When Change Efforts Keep Stalling or Meeting Resistance
The situation
You’re trying to roll out an important change — a new workflow, process, policy, or initiative — and it feels like you’re pushing a boulder uphill. Staff push back, workarounds pop up, timelines slip, and what looked good on paper unravels in real life. You start wondering why change always feels so hard, even when the idea itself is solid.
What’s really happening
Most change efforts don’t fail because the idea is bad — they fail because people feel excluded from shaping it. When decisions are made for people instead of with them, resistance is a natural response. In complex healthcare systems, frontline staff often see practical gaps and downstream consequences long before leadership does. When their insight isn’t engaged early, problems surface after rollout — costing time, trust, and energy.
What helps
Instead of implementing top-down, implement backwards:
Start with a proposal, not a final decision
Bring the idea forward early.
You might say: “Here’s a proposal — I’d love your input before anything gets finalized.”

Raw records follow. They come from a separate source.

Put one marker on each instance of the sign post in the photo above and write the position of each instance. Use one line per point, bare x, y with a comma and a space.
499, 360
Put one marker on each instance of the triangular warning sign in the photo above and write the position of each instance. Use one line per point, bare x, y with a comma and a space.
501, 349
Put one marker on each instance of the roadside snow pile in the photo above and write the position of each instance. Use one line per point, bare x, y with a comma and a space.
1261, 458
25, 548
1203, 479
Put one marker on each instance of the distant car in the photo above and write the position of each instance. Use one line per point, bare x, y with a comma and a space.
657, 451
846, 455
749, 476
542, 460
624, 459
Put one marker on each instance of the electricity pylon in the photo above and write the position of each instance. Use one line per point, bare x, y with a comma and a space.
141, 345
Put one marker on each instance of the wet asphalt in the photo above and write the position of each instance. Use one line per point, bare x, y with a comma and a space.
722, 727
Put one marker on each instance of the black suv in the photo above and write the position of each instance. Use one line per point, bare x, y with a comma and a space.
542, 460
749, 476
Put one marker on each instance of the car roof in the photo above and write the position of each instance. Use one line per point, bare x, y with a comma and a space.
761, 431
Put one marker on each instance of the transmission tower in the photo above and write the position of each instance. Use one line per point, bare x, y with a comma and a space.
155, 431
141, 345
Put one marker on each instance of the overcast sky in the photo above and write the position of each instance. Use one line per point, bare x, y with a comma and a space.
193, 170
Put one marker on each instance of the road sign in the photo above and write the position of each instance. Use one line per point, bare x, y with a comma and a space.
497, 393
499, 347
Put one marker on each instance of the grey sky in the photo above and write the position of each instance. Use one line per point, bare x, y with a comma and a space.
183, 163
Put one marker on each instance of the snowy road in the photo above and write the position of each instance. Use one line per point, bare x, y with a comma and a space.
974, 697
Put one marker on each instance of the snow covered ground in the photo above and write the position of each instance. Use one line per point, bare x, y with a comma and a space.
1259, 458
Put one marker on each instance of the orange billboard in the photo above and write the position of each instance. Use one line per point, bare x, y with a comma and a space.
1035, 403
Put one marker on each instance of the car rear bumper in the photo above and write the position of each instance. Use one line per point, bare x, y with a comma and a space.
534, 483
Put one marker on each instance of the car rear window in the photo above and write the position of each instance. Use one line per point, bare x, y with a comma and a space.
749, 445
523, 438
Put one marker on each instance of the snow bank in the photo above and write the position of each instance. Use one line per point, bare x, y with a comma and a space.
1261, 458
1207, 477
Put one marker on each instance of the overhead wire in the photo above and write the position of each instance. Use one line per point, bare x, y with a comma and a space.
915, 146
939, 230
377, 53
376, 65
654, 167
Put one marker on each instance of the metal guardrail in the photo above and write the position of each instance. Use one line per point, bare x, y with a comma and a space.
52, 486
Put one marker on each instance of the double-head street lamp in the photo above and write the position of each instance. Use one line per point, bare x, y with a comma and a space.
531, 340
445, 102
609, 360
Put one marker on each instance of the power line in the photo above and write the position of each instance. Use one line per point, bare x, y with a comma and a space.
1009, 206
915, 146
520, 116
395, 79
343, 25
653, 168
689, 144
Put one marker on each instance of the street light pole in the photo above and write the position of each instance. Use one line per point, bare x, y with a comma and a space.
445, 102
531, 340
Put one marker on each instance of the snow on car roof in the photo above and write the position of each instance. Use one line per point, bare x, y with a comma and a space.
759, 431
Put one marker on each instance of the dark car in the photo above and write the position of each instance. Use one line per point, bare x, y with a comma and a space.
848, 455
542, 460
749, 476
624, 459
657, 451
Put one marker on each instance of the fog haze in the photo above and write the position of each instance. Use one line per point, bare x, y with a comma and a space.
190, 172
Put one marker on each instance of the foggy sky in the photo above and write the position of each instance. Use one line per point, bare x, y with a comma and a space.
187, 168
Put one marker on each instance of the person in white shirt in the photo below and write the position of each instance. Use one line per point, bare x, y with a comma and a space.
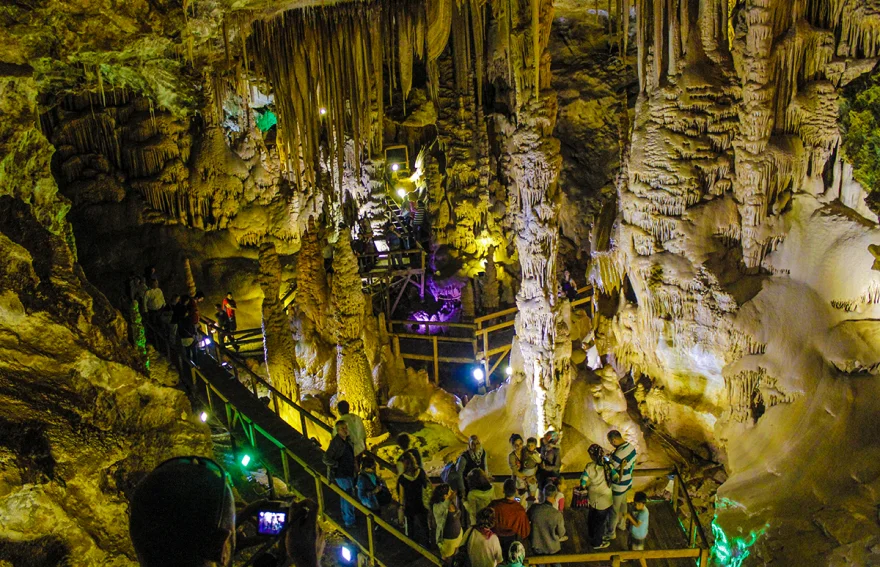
356, 431
595, 478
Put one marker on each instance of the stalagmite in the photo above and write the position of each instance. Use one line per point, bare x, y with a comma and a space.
531, 163
354, 381
278, 347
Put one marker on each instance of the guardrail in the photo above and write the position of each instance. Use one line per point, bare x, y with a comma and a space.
698, 544
278, 399
477, 334
194, 377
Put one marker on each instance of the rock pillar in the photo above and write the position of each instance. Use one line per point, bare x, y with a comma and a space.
280, 350
354, 381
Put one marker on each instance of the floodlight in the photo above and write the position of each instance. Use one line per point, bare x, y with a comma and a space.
479, 375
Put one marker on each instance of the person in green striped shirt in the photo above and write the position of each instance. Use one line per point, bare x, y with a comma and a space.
622, 462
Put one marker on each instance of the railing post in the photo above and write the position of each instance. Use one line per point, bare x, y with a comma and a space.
676, 487
486, 358
436, 361
320, 496
285, 466
370, 539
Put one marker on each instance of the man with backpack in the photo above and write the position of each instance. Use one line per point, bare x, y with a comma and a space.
623, 461
473, 458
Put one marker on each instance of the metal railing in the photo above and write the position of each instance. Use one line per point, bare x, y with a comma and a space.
698, 544
201, 386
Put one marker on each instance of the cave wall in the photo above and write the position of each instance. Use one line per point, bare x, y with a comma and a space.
80, 420
751, 331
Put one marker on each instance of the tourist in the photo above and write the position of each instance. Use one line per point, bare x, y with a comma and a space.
568, 286
447, 522
183, 515
404, 441
514, 461
482, 545
339, 459
154, 303
481, 493
622, 462
595, 479
548, 527
231, 308
558, 500
473, 458
511, 521
638, 524
411, 486
356, 431
516, 555
371, 489
551, 459
220, 315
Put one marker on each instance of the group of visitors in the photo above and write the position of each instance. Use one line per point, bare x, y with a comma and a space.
461, 514
178, 319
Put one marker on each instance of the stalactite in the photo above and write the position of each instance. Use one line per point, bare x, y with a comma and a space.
278, 346
353, 377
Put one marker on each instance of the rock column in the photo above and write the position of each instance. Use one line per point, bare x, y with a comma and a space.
280, 350
530, 162
354, 380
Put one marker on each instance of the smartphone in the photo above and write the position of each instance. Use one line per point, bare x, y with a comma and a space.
271, 522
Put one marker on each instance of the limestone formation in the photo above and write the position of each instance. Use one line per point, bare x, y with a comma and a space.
354, 380
278, 346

Invite the people who will execute the change to help shape it
Engage them from the beginning. Bring the idea to the people who will be implementing it and ask for their insights.

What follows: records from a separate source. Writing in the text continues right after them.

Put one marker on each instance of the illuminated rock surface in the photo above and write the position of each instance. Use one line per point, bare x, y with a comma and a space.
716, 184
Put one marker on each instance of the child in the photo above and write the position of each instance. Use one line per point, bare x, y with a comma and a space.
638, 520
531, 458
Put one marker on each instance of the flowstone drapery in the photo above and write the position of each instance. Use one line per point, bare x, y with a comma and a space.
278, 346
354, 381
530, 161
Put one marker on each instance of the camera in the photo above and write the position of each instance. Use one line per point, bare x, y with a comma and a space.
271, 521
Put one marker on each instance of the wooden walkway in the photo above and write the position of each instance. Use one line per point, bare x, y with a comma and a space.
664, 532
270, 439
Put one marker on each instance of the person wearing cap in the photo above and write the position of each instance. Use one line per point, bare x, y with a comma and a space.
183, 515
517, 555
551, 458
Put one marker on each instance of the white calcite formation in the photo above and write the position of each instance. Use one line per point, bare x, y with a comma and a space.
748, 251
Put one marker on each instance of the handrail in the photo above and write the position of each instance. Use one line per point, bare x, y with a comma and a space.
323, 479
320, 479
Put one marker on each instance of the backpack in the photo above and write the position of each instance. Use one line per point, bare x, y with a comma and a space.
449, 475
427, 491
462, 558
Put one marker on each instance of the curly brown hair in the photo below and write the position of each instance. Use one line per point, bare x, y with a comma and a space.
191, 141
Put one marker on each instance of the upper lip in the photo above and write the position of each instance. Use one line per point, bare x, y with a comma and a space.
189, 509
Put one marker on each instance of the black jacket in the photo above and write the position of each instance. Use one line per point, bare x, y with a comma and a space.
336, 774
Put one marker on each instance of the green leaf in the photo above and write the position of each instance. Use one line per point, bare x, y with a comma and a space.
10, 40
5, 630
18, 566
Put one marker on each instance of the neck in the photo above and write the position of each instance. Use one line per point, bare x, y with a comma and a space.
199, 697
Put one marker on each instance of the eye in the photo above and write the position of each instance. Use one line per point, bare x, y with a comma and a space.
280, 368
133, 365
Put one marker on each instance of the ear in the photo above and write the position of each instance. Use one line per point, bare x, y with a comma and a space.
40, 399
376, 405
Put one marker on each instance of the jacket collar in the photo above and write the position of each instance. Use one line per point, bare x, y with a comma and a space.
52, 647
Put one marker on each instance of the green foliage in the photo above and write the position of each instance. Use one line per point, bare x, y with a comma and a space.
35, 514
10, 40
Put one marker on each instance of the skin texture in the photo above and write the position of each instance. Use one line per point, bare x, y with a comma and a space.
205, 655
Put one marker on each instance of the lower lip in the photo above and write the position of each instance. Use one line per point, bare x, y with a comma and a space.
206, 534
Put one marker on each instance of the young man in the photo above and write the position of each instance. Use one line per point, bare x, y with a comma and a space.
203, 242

Encourage honest feedback and let teams surface gaps early
Create space for real input.
You might say: “Let’s poke holes in this — what are we missing?”

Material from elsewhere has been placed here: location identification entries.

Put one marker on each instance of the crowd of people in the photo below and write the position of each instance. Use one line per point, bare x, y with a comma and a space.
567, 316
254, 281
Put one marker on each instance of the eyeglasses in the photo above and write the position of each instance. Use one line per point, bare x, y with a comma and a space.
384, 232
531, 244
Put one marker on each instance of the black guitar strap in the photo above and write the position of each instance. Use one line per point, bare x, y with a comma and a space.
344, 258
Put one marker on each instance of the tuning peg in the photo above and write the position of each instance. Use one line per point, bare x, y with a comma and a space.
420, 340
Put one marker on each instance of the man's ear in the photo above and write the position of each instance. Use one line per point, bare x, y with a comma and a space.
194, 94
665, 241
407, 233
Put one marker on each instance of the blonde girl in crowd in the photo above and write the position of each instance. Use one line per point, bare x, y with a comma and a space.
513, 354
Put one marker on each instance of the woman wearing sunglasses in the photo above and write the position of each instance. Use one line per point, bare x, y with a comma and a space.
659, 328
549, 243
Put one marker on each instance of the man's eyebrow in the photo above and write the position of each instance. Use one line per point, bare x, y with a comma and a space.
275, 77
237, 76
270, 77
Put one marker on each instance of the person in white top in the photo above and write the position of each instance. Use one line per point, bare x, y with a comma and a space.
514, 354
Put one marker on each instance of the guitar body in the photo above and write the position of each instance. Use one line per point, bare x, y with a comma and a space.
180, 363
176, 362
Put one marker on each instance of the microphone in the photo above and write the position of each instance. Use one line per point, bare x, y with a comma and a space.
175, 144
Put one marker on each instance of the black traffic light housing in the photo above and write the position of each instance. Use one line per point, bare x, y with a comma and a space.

Refine the plan before it becomes official
Use feedback to strengthen the approach. Use it to adjust the approach before making any final decisions.
Pilot small when possible, then finalize with shared ownership
Test, learn, and then roll out.
You might say: “Let’s test this on a small scale first and see how it works before we roll it out more broadly.”
This approach doesn’t take more time overall — it simply shifts the effort from fixing problems later to preventing them earlier.
When people help design the change, resistance drops, trust grows, and implementation moves faster.